One of my projects requires a templated covariance function, i.e. taking a MatrixXd, ArrayXXf and/or a .block() thereof as input and returning an expression to be used in further calculations.

q1. As verification, my attempt below seems to work, but does it actually return an Eigen expression? (edit: @Darhuuk confirmed it does not; fortunately, C++14 or higher is not a problem!)

q2. Obviously, I'd need something of an 'internal Matrix' rather than the internal RowVector I came across in the Eigen documentation about templated functions. Hence my question, how should one create an internal MatrixType z = x.rowwise() - x.colwise().mean(), so the function can return (z.transpose()*z)/(x.rows()-1)? The internal rowvector is used in the covariance examples in the Eigen manual (https://eigen.tuxfamily.org/dox/TopicFunctionTakingEigenTypes.html)

q3. Finally, when adding the templated function to a class with a header file, how do I find which Eigen types need to be used to explicitly instantiate the template for e.g. MatrixXd, a .block() of an ArrayXXd, or a Map? All I could find were examples using simple data types (e.g. Storing C++ template function definitions in a .CPP file)

template <typename Derived>
Matrix<typename Derived::Scalar, Derived::ColsAtCompileTime, Derived::ColsAtCompileTime>  
SampleCov( const DenseBase<Derived>& x )
{

  typedef typename internal::plain_row_type<Derived>::type RowVectorType;
  const RowVectorType x_mean = x.colwise().mean();

  return ((x.rowwise() - x_mean).matrix().transpose() * (x.rowwise() - x_mean).matrix()) / (x.rows()-1);
}

Solution

Your function explicitly returns a Matrix object, so no, it does not return an expression object. One way to fix this is by letting the compiler deduce the return type for you (since the expression object will be some gigantic templated mess):

template <typename Derived>
auto SampleCov (DenseBase<Derived> const & x) {
  auto const x_mean = x.colwise().mean();
  return ((x.rowwise() - x_mean).matrix().transpose()
    * (x.rowwise() - x_mean).matrix()) / (x.rows() - 1);
}

This is assuming you're using C++14 or higher. For C++11 using just auto as the return type doesn't cut it, you need a trailing return type:

template <typename Derived>
auto SampleCov (DenseBase<Derived> const & x)
    -> decltype(((x.rowwise() - x.colwise().mean()).matrix().transpose()
      * (x.rowwise() - x.colwise().mean()).matrix()) / (x.rows() - 1)) {
  auto const x_mean = x.colwise().mean();
  return ((x.rowwise() - x_mean).matrix().transpose()
    * (x.rowwise() - x_mean).matrix()) / (x.rows() - 1);
}

Note that I removed the RowVectorType typedef, since I didn't see the point.
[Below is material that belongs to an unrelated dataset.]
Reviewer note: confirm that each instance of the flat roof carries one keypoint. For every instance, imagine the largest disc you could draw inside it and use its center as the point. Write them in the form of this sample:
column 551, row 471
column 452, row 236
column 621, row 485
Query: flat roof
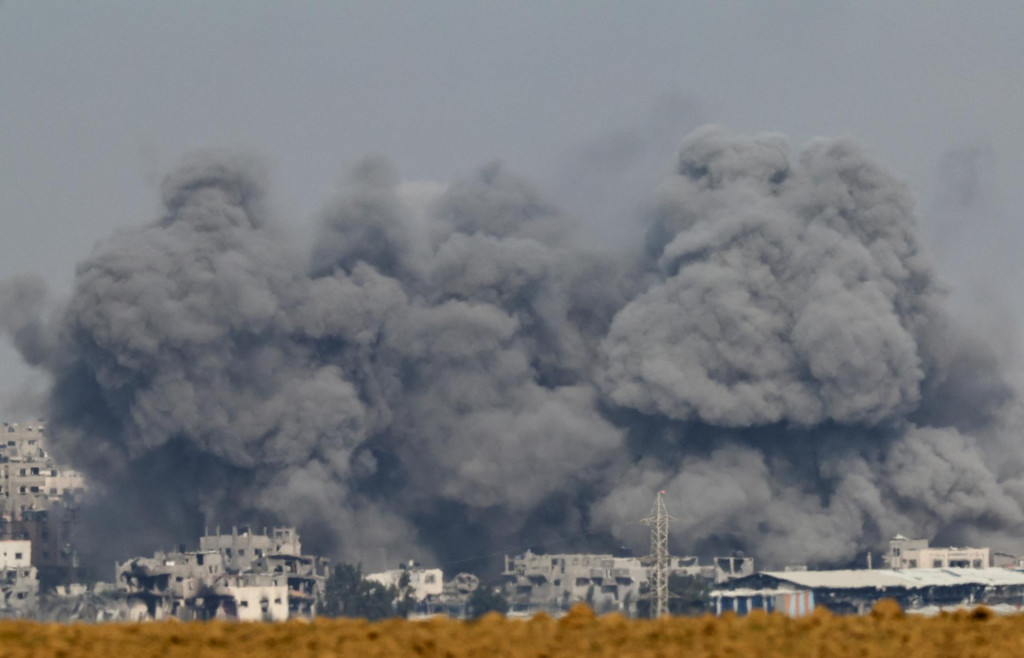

Regarding question 2, I think the above examples solve that issue, since there's no more explicitly named types. The auto for both the return type and inside the function takes care of that.

Finally, question 3. It depends on what exactly you want to do. Based on what you're saying, it seems the above functions don't work for MatrixXd objects or objects returned by calling MatrixXd::block().

To me that doesn't really indicate that you need explicit template instantiation, which is what you're asking.

Instead, you could simply make SampleCov's argument type more generic:

template <typename T>
auto SampleCovGeneric (T const & x) {
  auto const x_mean = x.colwise().mean();
  return ((x.rowwise() - x_mean).matrix().transpose()
    * (x.rowwise() - x_mean).matrix()) / (x.rows() - 1);
}

As long as you can call colwise(), matrix(), ... on an object of type T, you're good to go. This is probably a better way to go anyway, since now it's possible to pass in Eigen expressions to SampleCovGeneric. For example:

Eigen::MatrixXd a(2,2);

// aTranspose is NOT a matrix object!
// Its type is Eigen::Transpose<Eigen::Matrix<double, Dynamic, Dynamic>>.
auto aTranspose = a.transpose();

/* Note use of auto and eval() calls!
 * See https://eigen.tuxfamily.org/dox/TopicPitfalls.html.
 */
auto b = SampleCov(aTranspose.eval()).eval();
auto c = SampleCovGeneric(aTranspose).eval();

In the above example, SampleCov expects an object of type DenseBase<Derived>. But aTranspose is not such a type. So we have to explicitly evaluate (i.e. actually calculate) the transpose first. Depending on what happens inside SampleCov that's a useless calculation. E.g. imagine the first thing calculated is the argument (x) its transpose. In this case that would simply be the original a again. But if the transpose is already evaluated then Eigen can't "see" that and needs to calculate the transpose's transpose.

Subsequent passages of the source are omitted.